Hello, Masamitsu Japanese Cuisine in San Marino, California

I go to nice restaurants on a very regular basis, but it’s been a little while since I’ve been to an ultra high-end place. Last Wednesday night, I joined one of my foodie friends for an omakase experience at Masamitsu Japanese Cuisine in San Marino of Los Angeles County, California.

For our appetizer, we got four small dishes. The first was shrimp and mushrooms in house-made sauce. The sauce had a perfect level of tang to it, and the shrimp was literally the most tender shrimp I’ve ever eaten in my entire life.

The second was monkfish liver.

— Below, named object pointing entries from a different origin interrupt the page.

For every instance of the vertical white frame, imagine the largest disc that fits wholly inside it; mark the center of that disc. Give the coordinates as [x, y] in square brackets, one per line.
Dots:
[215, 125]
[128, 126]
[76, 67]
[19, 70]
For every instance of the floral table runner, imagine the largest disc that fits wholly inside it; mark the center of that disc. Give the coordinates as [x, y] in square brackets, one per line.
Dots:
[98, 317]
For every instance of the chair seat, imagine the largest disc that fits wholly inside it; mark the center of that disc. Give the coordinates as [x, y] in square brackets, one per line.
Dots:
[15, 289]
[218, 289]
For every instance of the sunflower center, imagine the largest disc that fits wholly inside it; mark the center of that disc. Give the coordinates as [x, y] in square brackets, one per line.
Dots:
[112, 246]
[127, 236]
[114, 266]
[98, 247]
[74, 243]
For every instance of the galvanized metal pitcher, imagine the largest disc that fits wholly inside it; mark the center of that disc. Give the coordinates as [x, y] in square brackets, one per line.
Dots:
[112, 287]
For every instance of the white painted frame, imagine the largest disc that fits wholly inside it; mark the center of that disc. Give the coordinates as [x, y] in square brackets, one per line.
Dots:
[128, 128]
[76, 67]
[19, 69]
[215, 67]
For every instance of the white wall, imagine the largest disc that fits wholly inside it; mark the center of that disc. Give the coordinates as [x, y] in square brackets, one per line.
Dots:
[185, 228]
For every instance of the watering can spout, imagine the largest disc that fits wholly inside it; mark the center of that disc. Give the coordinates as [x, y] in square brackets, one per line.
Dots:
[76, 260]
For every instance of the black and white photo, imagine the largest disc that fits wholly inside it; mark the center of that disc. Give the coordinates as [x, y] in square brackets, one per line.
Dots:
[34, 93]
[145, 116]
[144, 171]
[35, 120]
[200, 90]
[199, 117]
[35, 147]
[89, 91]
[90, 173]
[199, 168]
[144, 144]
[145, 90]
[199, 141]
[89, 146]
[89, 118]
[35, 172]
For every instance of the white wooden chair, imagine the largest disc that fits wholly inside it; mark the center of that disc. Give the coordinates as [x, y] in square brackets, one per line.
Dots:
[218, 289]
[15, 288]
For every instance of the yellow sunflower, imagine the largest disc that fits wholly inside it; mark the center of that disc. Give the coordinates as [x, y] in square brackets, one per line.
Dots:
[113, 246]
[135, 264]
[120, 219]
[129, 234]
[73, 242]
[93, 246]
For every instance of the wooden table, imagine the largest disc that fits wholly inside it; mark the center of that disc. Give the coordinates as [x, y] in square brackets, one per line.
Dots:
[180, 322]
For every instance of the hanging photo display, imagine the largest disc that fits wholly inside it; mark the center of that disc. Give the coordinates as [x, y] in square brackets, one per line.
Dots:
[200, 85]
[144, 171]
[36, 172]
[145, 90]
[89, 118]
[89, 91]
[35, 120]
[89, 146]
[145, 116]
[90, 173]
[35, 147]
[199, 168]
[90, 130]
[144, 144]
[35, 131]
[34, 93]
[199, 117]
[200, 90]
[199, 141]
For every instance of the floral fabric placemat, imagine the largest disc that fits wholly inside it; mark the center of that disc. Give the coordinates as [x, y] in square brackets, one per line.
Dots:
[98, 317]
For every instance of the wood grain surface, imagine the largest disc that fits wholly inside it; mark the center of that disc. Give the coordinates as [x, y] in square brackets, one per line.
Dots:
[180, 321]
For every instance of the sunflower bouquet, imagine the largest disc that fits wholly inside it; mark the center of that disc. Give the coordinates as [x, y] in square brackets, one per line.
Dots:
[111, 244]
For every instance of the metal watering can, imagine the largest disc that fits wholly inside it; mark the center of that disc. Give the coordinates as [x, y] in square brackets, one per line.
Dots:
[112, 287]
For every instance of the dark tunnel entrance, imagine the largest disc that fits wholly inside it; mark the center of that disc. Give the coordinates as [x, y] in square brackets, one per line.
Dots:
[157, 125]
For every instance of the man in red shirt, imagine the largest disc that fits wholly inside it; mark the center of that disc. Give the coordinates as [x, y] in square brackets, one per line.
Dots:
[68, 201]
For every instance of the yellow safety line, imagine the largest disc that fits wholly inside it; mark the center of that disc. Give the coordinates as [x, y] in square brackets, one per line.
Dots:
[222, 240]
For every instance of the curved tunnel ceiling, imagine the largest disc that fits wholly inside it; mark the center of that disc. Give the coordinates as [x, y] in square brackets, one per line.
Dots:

This is the second time I’ve ever had monkfish liver; the previous time I tried it, it sort of tasted like crab miso, but this time, it had a more unique and individual taste. The third was some noodles with jelly-like consistency. I wasn’t really able to precisely pinpoint exactly what it was. The noodles themselves had a mild flavor, but the sauce was a tiny bit too sour for my preference. My favorite facet of the dish was actually the texture—it was very slippery and slimy, but not in an unpleasant way.

Finally, the fourth was an oyster. I squeezed a tiny bit of fresh lemon juice onto it. This was probably one of the best oysters I’ve ever had—it had just enough flavor that it was right up to the threshold of strength and intensity of oysteriness without being too strong. The texture was extremely smooth and it had a very clean and pure aftertaste.

The second course was a plate of sashimi. Each cut of sashimi was aggressively thick, which made it extremely satisfying to eat. Even the slice of chutoro was very large, which is rare to see when it comes to high-end fish like tuna belly.

The sashimi came with various edible flowers on the side. I usually try to avoid edible flowers because they just taste too much like I spritzed perfume in­to my mouth, but these were a lot more subtle in flavor. The chef also gave us some advice on which ones to have in what manner (e.g., certain ones that work better with or without soy sauce), which also helped maximize the flavor profile of the whole course.

The third course was chawanmushi with truffle, caviar, and mushroom. The deep richness of the egg custard went well after having just finished large por­tions of raw fish.

Next up was the assortment of nigiri.

There was one piece that stood out to me. I actually don’t remember which fish it was, but it was very well prepared. Half of it was seared so, when I put the whole piece of nigiri in my mouth, it tasted as if I was eating two different pieces at once. The amount of sear was perfect—it added the nice flavor of charred and burnt fish, but it was not bitter at all.

One other recurring theme for some of the pieces of nigiri that I really liked was the way the fish was scored. This increased the surface area of the fish so that, when I put the piece in my mouth, it made more thorough contact with my tongue and allowed me to taste the fish more deeply. This doesn’t mat­ter as much in other situations, but when the quality of the fish is as high as what Masamitsu uses, it does make a noticeable difference.

We took a brief intermission from nigiri for some black cod. The skin was nearly as tender as the fish itself, and with the thinly-sliced and lightly-pickled cucumber on the side, it tasted amazing.

I always take and use my own photographs for my website, but my friend wanted to contribute this time around. She took six out of the 21 photos in this blog post. Can you figure out which ones they are?

The next round of nigiri came after the cod. We got sweet shrimp, tuna belly, and salmon roe.

If you know me well, you know that my favorite sushi is uni. The chef opened a new box of sea urchin for us and let me take a photo of it. He then pre­pared uni gunkan for us with a very generous portion of uni.

As our dinner approached an end, we received some miso soup with mushrooms and fish as a closer. This is probably the one and only thing we were served that I wasn’t a huge fan of, as the miso was a bit too strong. I ended up not finishing the soup, but I did eat all the mushrooms and fish inside.

The final piece of nigiri was skinless eel. I was very full by this point, but the relatively mildness of the eel went along nicely with the strong miso soup.

For dessert, we got one scoop of ice cream each. Mine was black sesame, which sort of tasted like a mixture of coffee and vanilla bean.

My friend got green tea and decided to add some extra character to her scoop.

The total for the meal pre-tax and pre-gratuity was US$306.00—omakase was $150 per person, and we added on a yuzu soda for $6. Compared to other omakase restaurants I’ve been to, this was a great price considering how good the food was. The service was also fantastic—the servers were attentive and respectful, and our chef was interactive to a degree that you like to see during an omakase experience.

If you’re ever in the Los Angeles or Pasadena area and looking for a great meal around this pricepoint, I highly recommend Masamitsu Japanese Cuisine. This was a real omakase experience in the sense that it was a truly chef-catered experience, as opposed to some restaurants that have been popping up now­a­days that just piece together a few existing items on their menu and claim that it’s omakase.

When people ask me what my all-time favorite restaurant is, my go-to answer has been Utzutzu. After this dinner, I now have Masamitsu to add to the list.